Covid has been very life-changing for me. I was on the field and stayed in the hospital to cover as much as I could. I have also been a part of the initiative where we helped a lot of migrants. As a journalist, I travel a lot and I used my travelling time to help migrants move by giving them lifts for as far as I could while doing my work. Ahmedabad was severely impacted and some days I stayed in hospital for more than 10 hours. One of my pictures was of people struggling for an ambulance. The whole situation was heartbreaking. The lockdown period changed my life in a lot of ways and I grew up a lot as a journalist as well as a person.
I recently fulfilled a goal that has been on my list for a long time. I always wanted to buy a house for my parents and after working hard for years, I finally did it. The happiness on their face is what mattered the most to me.
Being the only female photojournalist in the city is not an easy task.

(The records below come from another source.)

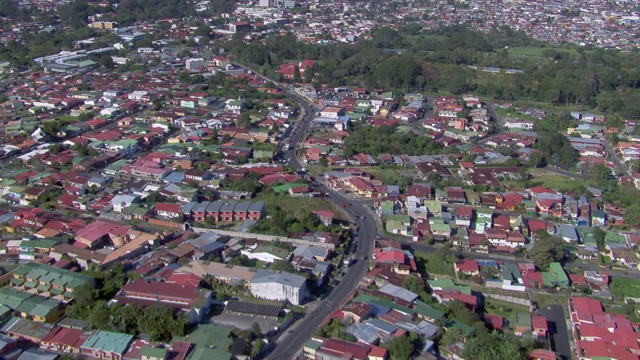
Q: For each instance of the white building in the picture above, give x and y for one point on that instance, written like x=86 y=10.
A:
x=266 y=253
x=279 y=286
x=123 y=201
x=195 y=64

When I first got the charge of leading the photojournalism department of the newspaper, I made sure to train my team in such a way that there would be no disrespect of boundaries and at the same time, no one would get uncomfortable while talking about things that are as basic as Sanitary napkins. My colleagues make sure that they carry a sanitary napkin for me which sometimes I even forget to carry. Sometimes we have to travel to remote areas and they make sure that I don’t have to suffer for my basic requirements. It is very important to educate men around us to do so.
As a photojournalist, it is my responsibility to create a society where true news and female safety is not taboo. We only teach women how to be safe but who will teach men how to behave when they have a woman around them? This initiative has been on my list for a long time and I am going to start working on it very soon. Being true to yourself, your art and your ethics is my advice to beginners. Things are going to be adventurous but it’s a fun roller-coaster ride. So just enjoy it.